Pics du Loup (3 200m et 3 245m)
Dominant le glacier de Surette, ce sommet modeste, présente un versant haut de 300m
presque vertical dans sa partie la plus raide.
> Voie normale :
De par sa difficulté (PD) et son rocher de bonne qualité,
cette belle voie constitue un bon entraînement pour des courses plus longues.
> Voie d'une étoile :
Cette course rocheuse de difficulté TD, avec des passages en 6a à 6c est équipée de matériel moderne.

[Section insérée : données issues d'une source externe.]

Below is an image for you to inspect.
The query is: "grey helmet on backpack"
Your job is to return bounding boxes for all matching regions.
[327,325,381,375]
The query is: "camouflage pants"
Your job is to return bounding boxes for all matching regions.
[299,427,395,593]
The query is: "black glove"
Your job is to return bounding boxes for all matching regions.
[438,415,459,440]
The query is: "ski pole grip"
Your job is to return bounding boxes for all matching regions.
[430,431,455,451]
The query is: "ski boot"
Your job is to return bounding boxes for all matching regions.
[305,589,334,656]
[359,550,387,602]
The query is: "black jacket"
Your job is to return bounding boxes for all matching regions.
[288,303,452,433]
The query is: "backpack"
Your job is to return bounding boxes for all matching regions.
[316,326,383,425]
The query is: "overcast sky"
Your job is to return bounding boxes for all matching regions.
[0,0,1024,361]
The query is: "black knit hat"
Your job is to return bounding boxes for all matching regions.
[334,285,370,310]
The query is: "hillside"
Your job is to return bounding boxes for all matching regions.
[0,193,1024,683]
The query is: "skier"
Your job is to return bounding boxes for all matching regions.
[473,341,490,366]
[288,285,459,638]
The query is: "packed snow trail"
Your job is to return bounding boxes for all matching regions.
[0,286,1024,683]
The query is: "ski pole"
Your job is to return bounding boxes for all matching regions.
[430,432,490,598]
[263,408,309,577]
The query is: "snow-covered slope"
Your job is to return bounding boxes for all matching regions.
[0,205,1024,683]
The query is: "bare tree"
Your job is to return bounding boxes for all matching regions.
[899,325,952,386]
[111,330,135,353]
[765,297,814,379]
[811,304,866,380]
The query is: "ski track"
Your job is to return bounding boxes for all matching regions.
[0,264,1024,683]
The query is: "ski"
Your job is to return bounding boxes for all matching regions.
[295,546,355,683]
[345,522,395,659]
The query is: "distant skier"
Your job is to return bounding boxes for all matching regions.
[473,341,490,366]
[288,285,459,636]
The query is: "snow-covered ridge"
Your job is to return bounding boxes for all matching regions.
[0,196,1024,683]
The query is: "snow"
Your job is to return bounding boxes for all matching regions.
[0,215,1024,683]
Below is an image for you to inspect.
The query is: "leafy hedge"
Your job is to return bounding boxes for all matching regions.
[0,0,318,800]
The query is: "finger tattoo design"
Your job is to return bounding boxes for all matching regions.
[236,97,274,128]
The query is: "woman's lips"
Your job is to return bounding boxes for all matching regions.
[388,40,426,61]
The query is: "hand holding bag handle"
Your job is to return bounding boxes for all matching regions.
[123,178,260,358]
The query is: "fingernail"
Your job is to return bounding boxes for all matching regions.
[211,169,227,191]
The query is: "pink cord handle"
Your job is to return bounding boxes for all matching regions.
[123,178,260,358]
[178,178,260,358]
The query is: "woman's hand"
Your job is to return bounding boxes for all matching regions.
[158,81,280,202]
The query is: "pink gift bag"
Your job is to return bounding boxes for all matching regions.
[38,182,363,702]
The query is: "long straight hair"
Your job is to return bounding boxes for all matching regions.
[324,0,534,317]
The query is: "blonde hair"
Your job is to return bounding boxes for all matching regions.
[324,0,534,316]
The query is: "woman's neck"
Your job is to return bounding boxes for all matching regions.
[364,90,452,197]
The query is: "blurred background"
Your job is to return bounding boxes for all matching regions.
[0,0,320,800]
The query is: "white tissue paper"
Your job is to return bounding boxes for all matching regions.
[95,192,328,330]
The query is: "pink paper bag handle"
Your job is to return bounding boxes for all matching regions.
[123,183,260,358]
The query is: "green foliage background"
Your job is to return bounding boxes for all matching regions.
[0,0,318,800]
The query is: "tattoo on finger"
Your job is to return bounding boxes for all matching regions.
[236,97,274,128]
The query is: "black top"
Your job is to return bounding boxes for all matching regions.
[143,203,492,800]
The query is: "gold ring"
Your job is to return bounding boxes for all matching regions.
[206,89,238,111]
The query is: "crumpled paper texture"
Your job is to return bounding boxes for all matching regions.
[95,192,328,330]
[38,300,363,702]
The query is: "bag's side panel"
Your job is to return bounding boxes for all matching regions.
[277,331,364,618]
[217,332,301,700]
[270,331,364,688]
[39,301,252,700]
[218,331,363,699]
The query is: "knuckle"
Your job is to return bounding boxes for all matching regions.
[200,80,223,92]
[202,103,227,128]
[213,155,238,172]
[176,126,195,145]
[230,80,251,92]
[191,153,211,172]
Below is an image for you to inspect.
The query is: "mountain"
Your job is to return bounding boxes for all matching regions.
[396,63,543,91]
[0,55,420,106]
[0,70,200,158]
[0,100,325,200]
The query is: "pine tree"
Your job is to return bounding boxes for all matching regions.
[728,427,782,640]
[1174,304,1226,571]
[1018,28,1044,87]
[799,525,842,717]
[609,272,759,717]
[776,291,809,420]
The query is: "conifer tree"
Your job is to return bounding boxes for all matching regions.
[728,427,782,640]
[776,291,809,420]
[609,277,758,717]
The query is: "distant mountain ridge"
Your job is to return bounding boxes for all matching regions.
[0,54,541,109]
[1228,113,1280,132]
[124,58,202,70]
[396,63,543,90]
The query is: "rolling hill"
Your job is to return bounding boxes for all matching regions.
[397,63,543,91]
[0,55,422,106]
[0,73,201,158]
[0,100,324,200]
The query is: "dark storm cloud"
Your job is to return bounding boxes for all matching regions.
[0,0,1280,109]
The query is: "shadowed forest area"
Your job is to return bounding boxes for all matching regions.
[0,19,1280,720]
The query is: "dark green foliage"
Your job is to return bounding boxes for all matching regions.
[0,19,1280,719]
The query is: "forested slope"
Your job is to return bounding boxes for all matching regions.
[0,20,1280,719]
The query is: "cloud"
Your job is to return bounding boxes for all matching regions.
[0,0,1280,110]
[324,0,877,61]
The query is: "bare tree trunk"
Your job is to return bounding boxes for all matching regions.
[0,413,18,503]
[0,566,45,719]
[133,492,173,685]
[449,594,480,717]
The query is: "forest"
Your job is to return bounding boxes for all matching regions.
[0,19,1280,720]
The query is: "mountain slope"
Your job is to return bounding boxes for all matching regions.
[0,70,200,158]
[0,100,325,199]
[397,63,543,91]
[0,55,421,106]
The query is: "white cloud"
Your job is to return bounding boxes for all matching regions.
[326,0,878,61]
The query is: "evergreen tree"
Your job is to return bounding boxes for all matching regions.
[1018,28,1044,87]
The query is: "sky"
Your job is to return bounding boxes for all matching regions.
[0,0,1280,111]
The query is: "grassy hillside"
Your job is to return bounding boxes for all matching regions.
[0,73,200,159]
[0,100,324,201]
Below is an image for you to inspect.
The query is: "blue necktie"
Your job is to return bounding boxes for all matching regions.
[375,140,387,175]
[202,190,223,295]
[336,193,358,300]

La descente en rappel est possible dans la voie. En fin de saison, l'accès de
la première longueur peut-être délicat en fonction du retrait de la neige.
La Pointe de Chabournéou
> Voie normale , face Nord :
Un des beaux itinéraires glaciaires à faire en début de saison.
La traversée du Sirac à
du refuge de Chabournéou
Une course d'envergure comparable à la traversée de la Meije. Trouver la voie de descente demande de l'attention
. Recommandations et topos son disponibles aux refuges de Chabournéou et de Vallonpierre.
Á partir du refuge du Gioberney
Les Bans (3 669m)
De tout le massif, le cirque des Bans est
un des coins les plus sauvages et les plus retirés.
La masse rocheuse des Bans est entourée par le cirque de la Pilatte et son magnifique glacier.
Deux voies parcourent ce versant Ouest :
> La Voie Reynier et la Voie Thomas :
Partant du refuge du Gioberney ou d'un bivouac au pied du glacier de la Condamine, ces deux courses
d'un niveau technique pas trés élevé, demandent néanmoins une bonne expérience
de la haute montagne, la capacité à trouver son itinéraire dans un terrain où les points de repères
(surtout dans la partie basse) ne sont pas faciles à déceler.
Ces deux voies ouvertes par
des pionniers, nous permettent de renouer avec l'alpinisme du siècle dernier.
Il ne faut pas sous-estimer
l'engagement, la longueur de l'ascension et le fait que le retour qui s'effectue soit par la voie Reynier ou
en traversant les arêtes des Bans, descente de la voie normale (côté glacier et refuge de la Pilatte),
retour au point de départ le lendemain au refuge du Gioberney, est trés long.